Undefined index:

I'm using this code to check if a cookie has a value :

If(!IsSet($HTTP_COOKIE_VARS["LoggedIn"])) ....


In case that this cookie is not set, how can i avoid the
Undefined index: line in the error log?

berber

At 2:37 PM +0200 6/16/07, WeberSites LTD wrote:
>I'm using this code to check if a cookie has a value :
>
> If(!IsSet($HTTP_COOKIE_VARS["LoggedIn"])) ....
>
>
>In case that this cookie is not set, how can i avoid the
>Undefined index: line in the error log?
>
>berber

berber:

Try this:

$loggedIn = isset($HTTP_COOKIE_VARS["LoggedIn"]) ?
($HTTP_COOKIE_VARS["LoggedIn"]) : "not logged in";
echo($loggedIn);

Cheers,

tedd
--
-------
http://sperling.com http://ancientstones.com http://earthstones.com

WeberSites LTD wrote:
> I'm using this code to check if a cookie has a value :
>
> If(!IsSet($HTTP_COOKIE_VARS["LoggedIn"])) ....
>
>
> In case that this cookie is not set, how can i avoid the
> Undefined index: line in the error log?

The isset function does not give an error if you pass it a non-existant
variable. Are you sure it's this line that's causing the undefined index
error?

-Stut

There is obviously something else wrong. That's the purpose of isset();

Comment out your line and see what happens.
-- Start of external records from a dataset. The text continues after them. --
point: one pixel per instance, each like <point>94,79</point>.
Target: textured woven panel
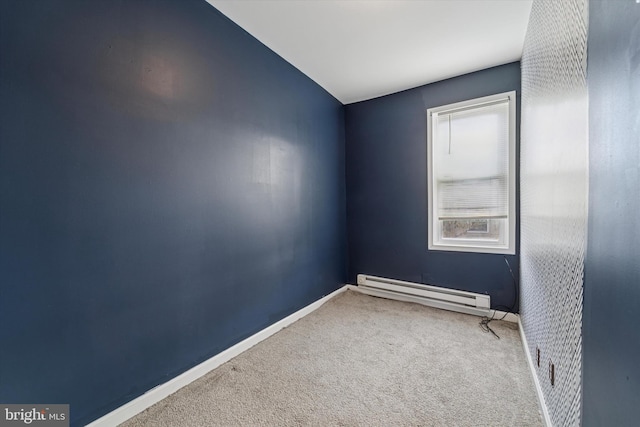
<point>554,192</point>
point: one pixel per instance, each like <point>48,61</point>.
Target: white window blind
<point>471,161</point>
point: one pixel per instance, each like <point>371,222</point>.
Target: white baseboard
<point>508,317</point>
<point>543,406</point>
<point>156,394</point>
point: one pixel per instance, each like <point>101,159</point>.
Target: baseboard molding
<point>508,317</point>
<point>156,394</point>
<point>541,402</point>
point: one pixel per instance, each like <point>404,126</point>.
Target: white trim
<point>156,394</point>
<point>508,317</point>
<point>541,402</point>
<point>435,243</point>
<point>434,296</point>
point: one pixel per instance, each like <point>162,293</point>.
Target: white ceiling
<point>361,49</point>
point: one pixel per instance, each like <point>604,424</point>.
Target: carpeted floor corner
<point>365,361</point>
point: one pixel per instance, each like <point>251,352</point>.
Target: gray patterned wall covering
<point>554,193</point>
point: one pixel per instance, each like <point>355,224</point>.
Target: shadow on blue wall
<point>168,187</point>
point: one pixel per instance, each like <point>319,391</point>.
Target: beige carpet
<point>365,361</point>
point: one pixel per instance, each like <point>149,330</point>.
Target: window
<point>471,188</point>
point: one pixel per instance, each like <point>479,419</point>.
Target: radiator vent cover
<point>433,296</point>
I'd guess the real problem is later in your code when you are trying to do
something with $HTTP_COOKIE_VARS["LoggedIn"] even though your isset() test said
it didn't exist.

WeberSites LTD wrote:
> I'm using this code to check if a cookie has a value :
>
> If(!IsSet($HTTP_COOKIE_VARS["LoggedIn"])) ....
>
>
> In case that this cookie is not set, how can i avoid the
> Undefined index: line in the error log?
>
> berber
>